Sometimes it seems that a poet has all to many riches to draw from. In Going Back to Retrieve It, L.J. Davis glimpses a garden rake leaning against a shed and finds that the homely object evokes a torrent of images and memories. With authenticity and compassion, she celebrates beloved children who grow up and deal with hardship, babies who are stillborn but fiercely loved, parents and old friends who pass away-"nothing will ever be exactly the same again." Davis is a fearless explorer, one who knows that the splinters of glass that remain under the skin after an accident are somehow vital to the process of becoming fully alive even as she recognizes the fleeting beauty of existence.
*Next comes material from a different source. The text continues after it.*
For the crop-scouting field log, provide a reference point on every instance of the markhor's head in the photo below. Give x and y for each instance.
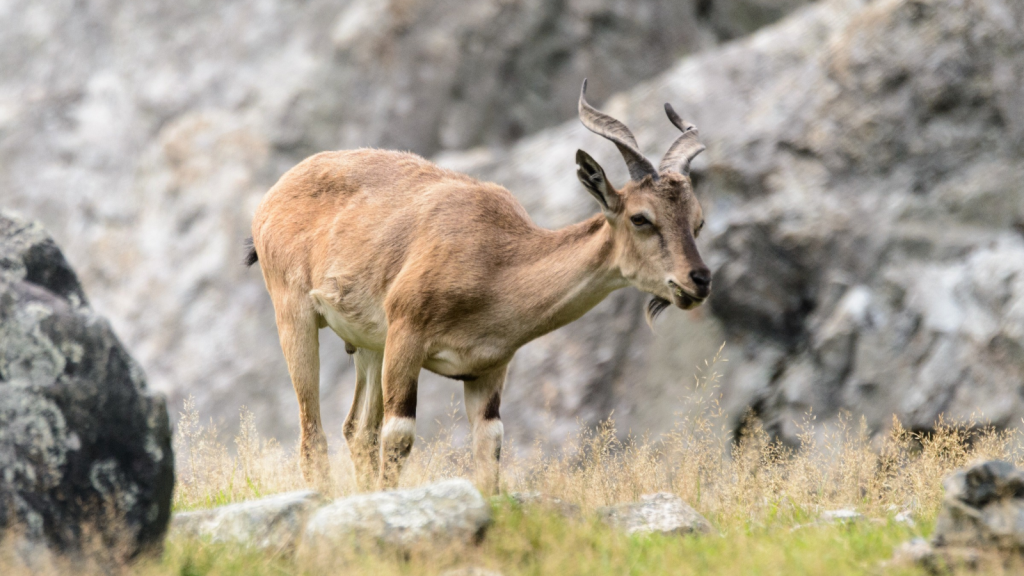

She enriches her own writing with epigraphs drawn from cherished poems, establishing a dialogue that adds glittering facets to the original work that follows.
Bridal Veil Falls
Through various points of view, Davis takes us back to a simpler time when "men wore suits and ties." Her poems are observations of people she has known: neighbors, relatives and friends, of poignant memories resurfacing after a "long and peaceful nap." We come to know a woman joyful in nature and among loved ones who's still "struggling to maintain balance" in this ever-changing world.
Norma Ketzis Bernstock
Don't Write A Poem About Me After I'm Dead
Lorraine Davis is a quiet poet. Her poems are often soothing, sometimes painful but always thought-provoking. From "The Blue Serge Sears and Roebuck Man" to "Our Daughter's Hair," each has its own message for us. All are entertaining for the represent life. Lorraine has found a way to touch each and every one of us, making us want to go back and revisit our own memories.